Dear Top Gear
I couldn't help noticing that undertakers these days are getting to drive some really sporty-looking hearses. Like this:
Unfortunately, the poor saps in the funeral industry are limited to 5 mph and never get to have any fun in their pimped-up stiff-wagons with mega-bass sound systems and under-coffin lighting.You should have a race. And when Hammond wipes out at a nose-bleed-erupting 27 mph, he'd oven-ready for the local crem.
Go on.

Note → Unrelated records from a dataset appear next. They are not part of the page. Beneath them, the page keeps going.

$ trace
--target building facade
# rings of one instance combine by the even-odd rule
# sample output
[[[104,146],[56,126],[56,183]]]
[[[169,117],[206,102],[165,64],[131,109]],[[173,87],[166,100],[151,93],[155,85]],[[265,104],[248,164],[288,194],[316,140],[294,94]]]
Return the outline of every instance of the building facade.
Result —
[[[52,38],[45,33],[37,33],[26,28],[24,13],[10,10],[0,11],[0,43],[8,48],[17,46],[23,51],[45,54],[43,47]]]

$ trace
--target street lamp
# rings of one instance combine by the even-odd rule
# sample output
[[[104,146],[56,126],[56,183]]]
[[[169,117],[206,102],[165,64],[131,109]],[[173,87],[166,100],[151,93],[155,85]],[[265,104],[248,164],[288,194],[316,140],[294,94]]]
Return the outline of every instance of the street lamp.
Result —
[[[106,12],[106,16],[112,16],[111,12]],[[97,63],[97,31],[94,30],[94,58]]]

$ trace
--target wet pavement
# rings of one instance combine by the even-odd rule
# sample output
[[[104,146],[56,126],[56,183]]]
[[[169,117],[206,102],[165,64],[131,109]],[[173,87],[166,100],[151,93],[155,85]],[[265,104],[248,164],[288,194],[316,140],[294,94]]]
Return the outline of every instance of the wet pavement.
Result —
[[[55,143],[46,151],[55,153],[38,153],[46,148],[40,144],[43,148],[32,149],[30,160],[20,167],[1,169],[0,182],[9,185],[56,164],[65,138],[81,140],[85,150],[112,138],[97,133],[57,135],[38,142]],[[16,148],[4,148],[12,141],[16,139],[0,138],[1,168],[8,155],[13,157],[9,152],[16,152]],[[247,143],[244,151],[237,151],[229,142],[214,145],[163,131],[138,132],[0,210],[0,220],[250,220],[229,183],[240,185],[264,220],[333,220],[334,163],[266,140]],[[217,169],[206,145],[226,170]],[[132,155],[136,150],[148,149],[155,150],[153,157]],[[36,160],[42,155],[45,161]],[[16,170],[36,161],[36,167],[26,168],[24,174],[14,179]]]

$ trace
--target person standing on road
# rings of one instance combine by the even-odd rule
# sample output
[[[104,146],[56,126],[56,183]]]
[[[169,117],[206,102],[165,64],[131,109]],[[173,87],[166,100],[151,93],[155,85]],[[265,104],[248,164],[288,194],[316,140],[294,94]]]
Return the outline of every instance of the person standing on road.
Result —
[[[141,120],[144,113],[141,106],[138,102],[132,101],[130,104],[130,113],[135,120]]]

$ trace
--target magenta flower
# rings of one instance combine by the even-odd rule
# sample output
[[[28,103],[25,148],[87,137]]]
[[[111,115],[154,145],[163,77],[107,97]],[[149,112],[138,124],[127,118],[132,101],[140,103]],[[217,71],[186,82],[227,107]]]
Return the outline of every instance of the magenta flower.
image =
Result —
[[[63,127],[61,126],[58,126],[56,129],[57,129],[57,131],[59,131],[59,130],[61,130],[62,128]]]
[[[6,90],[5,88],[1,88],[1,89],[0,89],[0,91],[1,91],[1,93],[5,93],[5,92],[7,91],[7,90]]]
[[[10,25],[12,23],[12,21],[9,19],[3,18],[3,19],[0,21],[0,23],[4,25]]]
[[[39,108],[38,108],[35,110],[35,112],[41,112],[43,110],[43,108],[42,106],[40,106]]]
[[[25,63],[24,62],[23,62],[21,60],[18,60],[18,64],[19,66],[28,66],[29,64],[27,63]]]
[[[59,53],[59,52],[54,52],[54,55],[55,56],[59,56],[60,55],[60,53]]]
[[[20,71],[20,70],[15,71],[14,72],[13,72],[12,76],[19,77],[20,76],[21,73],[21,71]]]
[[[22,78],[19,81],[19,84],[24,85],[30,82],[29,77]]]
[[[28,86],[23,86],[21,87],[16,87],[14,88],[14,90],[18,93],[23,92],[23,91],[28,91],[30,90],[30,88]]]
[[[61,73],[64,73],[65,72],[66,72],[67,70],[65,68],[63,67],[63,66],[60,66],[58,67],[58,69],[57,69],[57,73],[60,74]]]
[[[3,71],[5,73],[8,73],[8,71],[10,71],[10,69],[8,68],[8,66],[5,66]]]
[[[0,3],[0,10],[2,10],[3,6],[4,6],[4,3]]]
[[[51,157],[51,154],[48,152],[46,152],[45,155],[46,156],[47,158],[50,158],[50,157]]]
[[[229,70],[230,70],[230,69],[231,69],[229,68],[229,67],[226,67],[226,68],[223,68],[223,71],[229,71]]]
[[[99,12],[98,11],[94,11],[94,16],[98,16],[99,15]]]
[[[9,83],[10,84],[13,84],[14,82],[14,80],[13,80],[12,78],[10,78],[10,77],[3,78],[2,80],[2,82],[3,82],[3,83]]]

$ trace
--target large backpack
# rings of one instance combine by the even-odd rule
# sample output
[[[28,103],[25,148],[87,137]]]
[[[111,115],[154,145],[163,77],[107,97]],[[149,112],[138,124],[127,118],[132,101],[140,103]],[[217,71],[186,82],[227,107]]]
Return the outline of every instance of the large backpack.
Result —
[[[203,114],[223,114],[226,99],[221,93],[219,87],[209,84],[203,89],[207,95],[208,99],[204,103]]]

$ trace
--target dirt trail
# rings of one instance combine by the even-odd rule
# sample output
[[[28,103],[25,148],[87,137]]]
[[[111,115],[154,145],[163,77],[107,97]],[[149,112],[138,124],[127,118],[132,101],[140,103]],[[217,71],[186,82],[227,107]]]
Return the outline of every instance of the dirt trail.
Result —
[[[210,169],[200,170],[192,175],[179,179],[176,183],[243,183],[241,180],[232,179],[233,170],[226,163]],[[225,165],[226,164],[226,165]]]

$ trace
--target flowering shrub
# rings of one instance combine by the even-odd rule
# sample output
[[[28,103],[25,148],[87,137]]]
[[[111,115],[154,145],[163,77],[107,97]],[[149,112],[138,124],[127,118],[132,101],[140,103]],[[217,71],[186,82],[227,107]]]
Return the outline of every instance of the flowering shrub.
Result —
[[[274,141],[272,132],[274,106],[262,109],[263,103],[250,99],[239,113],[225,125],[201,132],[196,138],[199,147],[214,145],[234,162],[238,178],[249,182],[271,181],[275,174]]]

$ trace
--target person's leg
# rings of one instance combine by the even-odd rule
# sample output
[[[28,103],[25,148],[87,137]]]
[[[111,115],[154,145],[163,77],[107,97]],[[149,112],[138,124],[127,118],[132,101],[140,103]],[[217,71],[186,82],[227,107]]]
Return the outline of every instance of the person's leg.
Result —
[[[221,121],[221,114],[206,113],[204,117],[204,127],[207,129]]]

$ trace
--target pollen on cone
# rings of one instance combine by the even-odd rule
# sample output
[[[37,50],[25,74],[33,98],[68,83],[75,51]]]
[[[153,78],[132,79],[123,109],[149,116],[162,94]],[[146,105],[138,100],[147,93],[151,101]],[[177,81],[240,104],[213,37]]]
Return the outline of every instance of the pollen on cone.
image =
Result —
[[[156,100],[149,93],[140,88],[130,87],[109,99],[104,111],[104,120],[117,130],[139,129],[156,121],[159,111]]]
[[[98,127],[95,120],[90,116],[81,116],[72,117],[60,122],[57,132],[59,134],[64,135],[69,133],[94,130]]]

DO IT. Today.
I am not mad.
Your pal, Albert O'Balsam
11 comments:
Pole position!
Go crazy with the 37 brake hearsepower.
TURD
Speaking of which .......
Please promise that Big Bawbag Clarkson will be inna box in the back of Wee Hammonds hearse.
Ballast you understand when cornering.
How would it go towing a caravan?
I am sure I have seen this done already.
Have him race a lawn mower. Or just send him the letter. You know you want to.
Oh for heaven's sake? What's the point of racing with a stiff in the back? Do it with a LIVE passenger for more screaming action.
Or one of those dead people that suddenly wakes up.
Dawn/Debster - would you settle for a zombie passenger?
Hmm, baked hamster - I'm feeling peckish.